ATHENS – Greece’s coalition government will send to Parliament a bill aimed at leading to the launch of space HELLAS SAT3.
Digital Policy, Media and Telecommunications Minister Nikos Pappas told an audience at the Commercial and Industrial Chamber of Athens that, “It is time to think about the country’s long-term course,” at the event Challenges and opportunities in the Space Sector: Education, Research, Technology, Applications, the Athens News Agency reported..
Pappas said the public consultation on the bill, which has been concluded, was widely accepted from a large section of the scientific and business world. He said the ministry is open to suggestions and ideas in “achieving the pursued objectives,” without explaining what that meant.
He said the satellite will contribute to the utilization of many applications in space science relating not only to defense and security but also to businesses and the daily lives of citizens without explaining what that meant either.
In March, the new head of the Athens National Observatory Professor Manolis Pleionis told ANA that Greece needs a space agency.
He said though that it should be preceded by a wide-ranging consultation process between the various ministries involved, with a coordinating committee answerable to the Prime Minister undertaking to promote the project.

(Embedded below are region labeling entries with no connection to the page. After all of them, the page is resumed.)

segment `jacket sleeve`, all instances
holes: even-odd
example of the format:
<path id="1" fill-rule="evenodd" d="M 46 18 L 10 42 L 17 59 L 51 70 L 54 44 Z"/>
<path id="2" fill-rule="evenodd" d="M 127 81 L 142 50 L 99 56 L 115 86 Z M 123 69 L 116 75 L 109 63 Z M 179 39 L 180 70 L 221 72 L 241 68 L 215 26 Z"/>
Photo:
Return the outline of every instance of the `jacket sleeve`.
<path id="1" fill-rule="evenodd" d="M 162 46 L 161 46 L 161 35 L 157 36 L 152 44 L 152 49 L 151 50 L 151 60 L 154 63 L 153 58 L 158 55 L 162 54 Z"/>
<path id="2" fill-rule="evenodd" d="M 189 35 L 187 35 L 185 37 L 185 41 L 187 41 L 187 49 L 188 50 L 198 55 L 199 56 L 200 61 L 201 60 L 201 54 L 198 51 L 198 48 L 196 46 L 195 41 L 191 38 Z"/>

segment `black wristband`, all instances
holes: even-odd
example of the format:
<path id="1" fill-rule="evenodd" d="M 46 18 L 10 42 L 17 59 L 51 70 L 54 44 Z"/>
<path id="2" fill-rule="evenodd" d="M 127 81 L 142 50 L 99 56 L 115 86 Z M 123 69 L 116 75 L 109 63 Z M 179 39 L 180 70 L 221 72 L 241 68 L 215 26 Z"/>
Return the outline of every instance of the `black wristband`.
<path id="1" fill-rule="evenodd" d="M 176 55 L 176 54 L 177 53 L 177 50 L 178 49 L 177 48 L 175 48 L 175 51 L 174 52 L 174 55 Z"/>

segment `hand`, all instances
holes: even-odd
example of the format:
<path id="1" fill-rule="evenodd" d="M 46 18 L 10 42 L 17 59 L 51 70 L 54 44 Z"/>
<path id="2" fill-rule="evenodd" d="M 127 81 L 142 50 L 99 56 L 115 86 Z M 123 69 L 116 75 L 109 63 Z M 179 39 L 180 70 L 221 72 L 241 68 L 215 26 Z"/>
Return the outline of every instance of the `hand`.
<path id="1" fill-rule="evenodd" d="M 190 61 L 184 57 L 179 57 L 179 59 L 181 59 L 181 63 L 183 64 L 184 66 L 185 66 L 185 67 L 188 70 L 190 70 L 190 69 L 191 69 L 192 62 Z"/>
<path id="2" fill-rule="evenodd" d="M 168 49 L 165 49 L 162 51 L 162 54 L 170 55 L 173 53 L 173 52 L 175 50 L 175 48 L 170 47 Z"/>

In January, Pappas said he wanted to set up Greece’s first space agency but didn’t say how it would be funded during a crushing economic crisis.
The agency will be a public limited company called National Center for Space Applications (EKDE in Greek,) aimed at “making up for the country’s huge deficit in this area,” the ministry said, according to Kathimerini.
“The launch of the Hellas Sat satellite this year will create important commercial opportunities, which will be developed by a space policy agency along European lines,” the announcement said.
According to the ministry, EKDE will have the right to lease transponders that are not being used by the Greek state and will also act as an intermediary between Greek and international centers in the fields of commercial, scientific and military research.
The company will also be tasked with exploring space technology as a civil protection tool by developing applications for environmental monitoring, fire prevention and control, monitoring illegal construction, etc.
“Greece is one of the few European countries that does not have an organization for commercially and scientifically utilizing its rights or the plethora of research and scientific applications and resources available through the European Space Agency,” Pappas said when presenting the bill.
Pleionis also said there was a need for state support to fix a chronic shortage of specialised staff to cover the 24-hour shifts at the Geodynamic Institute monitoring earthquake activity, or the National Tsunami Centre, as well as a shortage of space at the existing facilities due to an ever-expanding range of activities.
He also noted that the Observatory’s services were not fully exploited by state services and other bodies while expressing support for the creation of spin-off companies by Observatory scientists in order to increase its revenues.
Pleionis said that the criticism levelled against the government for lowering standards at Greek universities were “excessive” and predicted that Greek scientists will gradually start to return from abroad thanks to the initiatives of the education ministry.
Professor Pleionis has been a professor of Observational Astronomy at the Aristotelian University of Thessaloniki (AUTH) Physics Department since 2012. He carried out research for several years in Italy at the SISSA and ICTP centres and was a guest researcher at the INAOE research centre in Mexico from 2002-2015.
He was also a researcher, director of research and deputy director of the Athens Observatory from 1995-2012 with more than 200 papers on astronomy, astrophysics and cosmology published in scientific journals.